Thankfully, two new heroes have stepped up. There’s Max, who is a wrestler by trade. He’s the slowest of the bunch but hits like a truck. Conversely, Skate relies on quick strikes and even faster footwork. One-to-two players can step into the shoes (or skates) of these heroes and smash crime in the face.
One of the genre’s fundamental flaws is that the gameplay is incredibly simplistic. Most of the time, you simply walk from left-to-right, mashing on a singular attack button. At its core, Streets of Rage 2 doesn’t deviate too far from that formula. However, it does have a few neat tricks up its sleeve to extend the game’s replayability.

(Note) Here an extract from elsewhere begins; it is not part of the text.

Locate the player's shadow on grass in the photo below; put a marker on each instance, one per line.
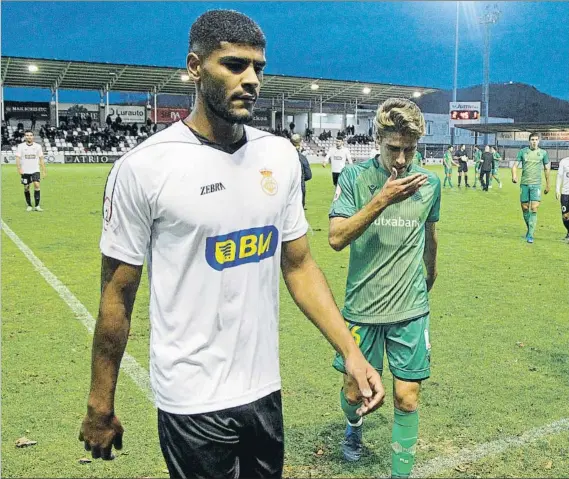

For starters, the list of available moves is a smidgen longer than the traditional attack and jump buttons in most beat-em-ups. Each character has an attack that allows them to hit enemies standing behind them, which addresses a common issue where it’s difficult to deal with enemies that attack from both ends. You also get access to a handful of special moves, though they cost you a bit of your health with each use.
On top of that, each character plays quite differently. I don’t like the slow and brooding Max, nor could I get into the speedy-but-weak Skate. Blaze felt right up my alley though. In particular, her backwards attack actually hits on both sides, making it an integral crowd control move. Should you want to experience what every character has to offer, that’s at least four plays through the roughly 90-minute campaign.
Having a bit more control in combat compensates for an otherwise straightforward beat-em-up. There are no motorbike sequences or anything like that to break things up. At most, there’s at least one sequence where you’re fighting on a rising platform, but that’s about it.
Where the game really shines is in its music. I’ve heard many praise Yuzo Kashiro and Motohiro Kawashima’s contributions to the franchise and the credit is justified. Straying away from the sounds of video game music of the era, the soundtrack of Streets of Rage 2 is heavily inspired by dance music of the early 90s. Sounding incredibly contemporary for its time, the music still makes you want to get up and dance today.
Streets of Rage 2 may be a bit more straightforward and short on set piece moments than its contemporaries, but its differences make it stand out in meaningful ways. I appreciate the extra moves and varying character designs that give the combat a bit more depth. Also, its soundtrack has aged incredibly well. Even if you’ve played Streets of Rage 4, I can’t imagine having a bad time with this throwback.